Cost and Coverage Impacts of the President’s Health Care Reform Proposal and a Congressional Tax Credit Proposal. The Congressional Tax Credit Proposal


We also estimated the cost and coverage impacts of a Congressional tax credit proposal, which was modeled after Senate bill S.1019. This proposal would replace the current tax exclusion for ESI with a flat-tax credit of $2,000 per adult and $500 per child with a maximum of 2 children.

A key assumption in this analysis is that the tax credit, as well as the deduction explained in the previous section, would be “advanceable” through the withholding system so that people can get the subsidy as they pay their premiums rather than waiting until taxes are filed in the following year.  This means that people would be permitted to adjust their income tax withholding to reflect these tax subsidies, much as people now do when they purchase a home.

Because the tax credit is “refundable,” (i.e., the credit can exceed the amount of taxes owed) we assume that workers can obtain advance payments through withholding. Thus, low-income people could have an amount added to their check each month as an advance for the tax credit amount. We assume that non-workers would be able to apply separately for advance payments of the tax credit. 

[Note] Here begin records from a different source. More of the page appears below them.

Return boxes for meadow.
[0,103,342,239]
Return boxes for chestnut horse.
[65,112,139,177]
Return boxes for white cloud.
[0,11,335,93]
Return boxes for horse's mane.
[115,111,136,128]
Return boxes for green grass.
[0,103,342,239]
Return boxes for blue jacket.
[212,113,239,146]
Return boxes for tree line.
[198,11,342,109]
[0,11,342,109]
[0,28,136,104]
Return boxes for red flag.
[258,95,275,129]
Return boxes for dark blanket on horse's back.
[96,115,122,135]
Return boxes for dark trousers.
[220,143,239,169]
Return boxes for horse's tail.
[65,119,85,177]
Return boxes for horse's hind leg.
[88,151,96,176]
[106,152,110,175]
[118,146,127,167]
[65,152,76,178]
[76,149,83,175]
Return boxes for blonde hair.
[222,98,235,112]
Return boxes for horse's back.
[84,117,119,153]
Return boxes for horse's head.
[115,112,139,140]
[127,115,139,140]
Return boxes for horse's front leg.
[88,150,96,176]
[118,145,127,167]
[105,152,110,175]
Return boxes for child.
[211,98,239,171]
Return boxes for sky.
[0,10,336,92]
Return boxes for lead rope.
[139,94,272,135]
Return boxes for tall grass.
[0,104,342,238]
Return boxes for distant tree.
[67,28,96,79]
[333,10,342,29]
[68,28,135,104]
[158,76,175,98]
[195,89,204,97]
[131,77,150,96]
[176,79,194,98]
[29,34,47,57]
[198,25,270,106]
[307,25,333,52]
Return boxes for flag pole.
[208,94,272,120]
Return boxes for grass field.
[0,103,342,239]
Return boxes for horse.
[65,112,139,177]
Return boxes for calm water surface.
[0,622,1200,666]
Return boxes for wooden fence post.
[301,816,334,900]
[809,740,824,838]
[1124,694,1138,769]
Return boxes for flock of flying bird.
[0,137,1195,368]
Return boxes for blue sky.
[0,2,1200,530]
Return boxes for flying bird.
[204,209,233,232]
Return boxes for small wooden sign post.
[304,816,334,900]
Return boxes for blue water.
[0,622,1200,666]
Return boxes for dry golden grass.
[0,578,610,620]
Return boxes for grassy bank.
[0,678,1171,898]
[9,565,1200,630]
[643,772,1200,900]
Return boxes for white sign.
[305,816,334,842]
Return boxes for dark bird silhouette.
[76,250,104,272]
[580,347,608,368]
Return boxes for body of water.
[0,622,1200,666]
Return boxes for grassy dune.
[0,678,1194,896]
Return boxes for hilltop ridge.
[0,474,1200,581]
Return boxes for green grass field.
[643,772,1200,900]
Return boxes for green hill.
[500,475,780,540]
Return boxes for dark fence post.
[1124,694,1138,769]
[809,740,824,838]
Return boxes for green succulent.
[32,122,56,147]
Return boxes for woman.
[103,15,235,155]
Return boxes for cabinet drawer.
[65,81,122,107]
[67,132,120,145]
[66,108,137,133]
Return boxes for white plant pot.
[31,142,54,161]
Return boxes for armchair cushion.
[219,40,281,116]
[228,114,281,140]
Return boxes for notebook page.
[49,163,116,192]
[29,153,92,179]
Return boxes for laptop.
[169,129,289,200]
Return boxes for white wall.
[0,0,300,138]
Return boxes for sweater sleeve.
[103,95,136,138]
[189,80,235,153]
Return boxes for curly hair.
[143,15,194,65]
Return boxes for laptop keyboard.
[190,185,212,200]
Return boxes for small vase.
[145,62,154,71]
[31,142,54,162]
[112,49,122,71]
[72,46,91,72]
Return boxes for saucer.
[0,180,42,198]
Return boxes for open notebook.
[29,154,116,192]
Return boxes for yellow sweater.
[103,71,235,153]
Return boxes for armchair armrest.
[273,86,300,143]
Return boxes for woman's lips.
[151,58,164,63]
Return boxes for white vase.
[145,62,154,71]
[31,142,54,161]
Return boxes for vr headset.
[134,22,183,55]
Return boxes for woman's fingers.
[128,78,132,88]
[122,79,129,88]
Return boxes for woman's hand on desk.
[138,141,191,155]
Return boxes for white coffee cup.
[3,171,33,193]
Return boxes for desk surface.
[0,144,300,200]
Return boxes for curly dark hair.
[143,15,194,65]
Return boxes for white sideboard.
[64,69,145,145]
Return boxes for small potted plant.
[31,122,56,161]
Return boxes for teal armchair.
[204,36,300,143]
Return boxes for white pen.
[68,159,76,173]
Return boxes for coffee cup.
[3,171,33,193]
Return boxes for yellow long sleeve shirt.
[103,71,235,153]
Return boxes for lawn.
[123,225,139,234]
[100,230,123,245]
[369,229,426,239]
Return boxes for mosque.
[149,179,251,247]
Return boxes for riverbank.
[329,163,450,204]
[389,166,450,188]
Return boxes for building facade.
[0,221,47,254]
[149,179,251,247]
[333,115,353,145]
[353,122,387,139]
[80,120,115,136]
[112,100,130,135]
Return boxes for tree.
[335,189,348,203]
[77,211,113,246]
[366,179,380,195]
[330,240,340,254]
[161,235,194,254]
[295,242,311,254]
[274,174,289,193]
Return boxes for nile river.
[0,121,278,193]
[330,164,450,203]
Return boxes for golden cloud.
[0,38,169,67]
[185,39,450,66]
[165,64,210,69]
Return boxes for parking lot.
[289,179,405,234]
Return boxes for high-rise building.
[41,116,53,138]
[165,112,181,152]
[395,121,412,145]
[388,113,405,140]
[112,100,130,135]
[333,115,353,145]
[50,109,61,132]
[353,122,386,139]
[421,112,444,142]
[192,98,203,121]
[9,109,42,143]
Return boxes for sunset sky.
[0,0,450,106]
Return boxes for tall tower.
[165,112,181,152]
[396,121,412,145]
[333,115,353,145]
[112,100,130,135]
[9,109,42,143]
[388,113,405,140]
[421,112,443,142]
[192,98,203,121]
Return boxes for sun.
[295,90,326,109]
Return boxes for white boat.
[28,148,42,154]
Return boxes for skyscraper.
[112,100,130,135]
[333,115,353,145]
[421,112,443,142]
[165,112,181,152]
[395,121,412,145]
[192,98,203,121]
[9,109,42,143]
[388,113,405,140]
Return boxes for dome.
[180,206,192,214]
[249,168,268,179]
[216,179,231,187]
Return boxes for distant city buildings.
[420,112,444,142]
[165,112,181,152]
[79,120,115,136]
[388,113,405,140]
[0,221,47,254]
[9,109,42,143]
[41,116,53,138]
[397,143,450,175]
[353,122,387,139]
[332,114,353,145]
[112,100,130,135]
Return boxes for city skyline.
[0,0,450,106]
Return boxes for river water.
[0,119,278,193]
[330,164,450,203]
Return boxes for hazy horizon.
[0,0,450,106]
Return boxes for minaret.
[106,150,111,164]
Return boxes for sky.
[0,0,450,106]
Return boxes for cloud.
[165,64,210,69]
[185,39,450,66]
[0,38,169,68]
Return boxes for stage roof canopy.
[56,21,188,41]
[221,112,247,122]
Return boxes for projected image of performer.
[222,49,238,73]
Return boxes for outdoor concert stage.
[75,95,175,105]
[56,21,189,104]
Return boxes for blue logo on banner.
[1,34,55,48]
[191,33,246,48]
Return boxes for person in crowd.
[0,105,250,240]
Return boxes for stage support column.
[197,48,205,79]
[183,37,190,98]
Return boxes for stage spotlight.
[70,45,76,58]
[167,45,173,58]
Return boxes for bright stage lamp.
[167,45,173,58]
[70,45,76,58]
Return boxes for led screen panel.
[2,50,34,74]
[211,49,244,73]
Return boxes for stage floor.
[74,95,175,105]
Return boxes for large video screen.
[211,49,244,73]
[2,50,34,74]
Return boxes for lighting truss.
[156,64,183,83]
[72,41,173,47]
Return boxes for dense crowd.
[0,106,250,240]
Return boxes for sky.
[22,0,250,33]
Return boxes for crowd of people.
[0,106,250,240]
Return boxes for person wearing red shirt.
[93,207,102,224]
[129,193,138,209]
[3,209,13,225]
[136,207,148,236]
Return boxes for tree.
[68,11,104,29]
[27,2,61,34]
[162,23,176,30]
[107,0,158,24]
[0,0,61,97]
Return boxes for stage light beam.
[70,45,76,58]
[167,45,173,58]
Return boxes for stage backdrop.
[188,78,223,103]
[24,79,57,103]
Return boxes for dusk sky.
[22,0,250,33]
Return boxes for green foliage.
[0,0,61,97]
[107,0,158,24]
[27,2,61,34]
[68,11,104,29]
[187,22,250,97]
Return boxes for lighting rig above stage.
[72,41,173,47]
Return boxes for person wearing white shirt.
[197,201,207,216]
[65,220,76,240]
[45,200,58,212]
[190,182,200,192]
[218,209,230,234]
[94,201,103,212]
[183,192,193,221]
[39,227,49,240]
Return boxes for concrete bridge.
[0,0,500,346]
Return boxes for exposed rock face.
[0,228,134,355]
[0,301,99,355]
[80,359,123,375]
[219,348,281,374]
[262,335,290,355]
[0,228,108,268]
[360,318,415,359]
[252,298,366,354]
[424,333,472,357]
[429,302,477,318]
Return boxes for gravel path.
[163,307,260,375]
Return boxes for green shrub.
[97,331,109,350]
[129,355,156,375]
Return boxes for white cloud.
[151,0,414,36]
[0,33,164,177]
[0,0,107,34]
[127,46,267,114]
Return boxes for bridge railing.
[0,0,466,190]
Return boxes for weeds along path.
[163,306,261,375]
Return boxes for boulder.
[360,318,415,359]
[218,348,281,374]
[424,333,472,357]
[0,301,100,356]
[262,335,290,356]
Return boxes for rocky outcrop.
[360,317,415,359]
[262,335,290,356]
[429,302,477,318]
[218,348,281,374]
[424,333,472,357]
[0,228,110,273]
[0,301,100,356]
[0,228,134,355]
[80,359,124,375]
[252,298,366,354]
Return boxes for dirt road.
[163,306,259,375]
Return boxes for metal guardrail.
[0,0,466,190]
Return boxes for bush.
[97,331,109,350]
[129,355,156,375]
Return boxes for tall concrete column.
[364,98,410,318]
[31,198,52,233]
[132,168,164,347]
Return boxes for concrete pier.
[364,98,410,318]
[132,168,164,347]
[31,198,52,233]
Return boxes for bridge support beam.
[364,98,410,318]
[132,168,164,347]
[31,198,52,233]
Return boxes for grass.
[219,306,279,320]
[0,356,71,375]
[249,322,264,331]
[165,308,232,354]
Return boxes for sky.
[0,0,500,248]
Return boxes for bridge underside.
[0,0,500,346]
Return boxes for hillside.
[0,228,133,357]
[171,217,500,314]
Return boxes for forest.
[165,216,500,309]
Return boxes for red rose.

Key findings on the impact of the Congressional tax credit proposal include:

  • The proposal would reduce the number of uninsured by about 21.1 million people (43 percent);
  • Replacing the existing tax exclusion with the tax credit would increase the federal deficit by approximately $36.1 billion in 2009 assuming the program was fully phased-in;
  • The initial increase in the deficit would decline to a net reduction in the deficit of $171.6 billion in 2018.  This is because the tax credit is indexed with the growth in the Gross Domestic Product (GDP), which grows at about 2.2 percent per year, while the tax exclusion that it replaces would be expected to grow with health care cost inflation at about 7.0 percent per year; and
  • The Federal impact of the program over the 2009 to 2018 period is estimated to be a net savings of $564.4 billion.

When comparing the impact of the President’s proposal to the Congressional proposal, there is a greater reduction of the uninsured and lower costs under the Congressional option.  More discussion of the impacts of the two proposals will be given following the methodology section below.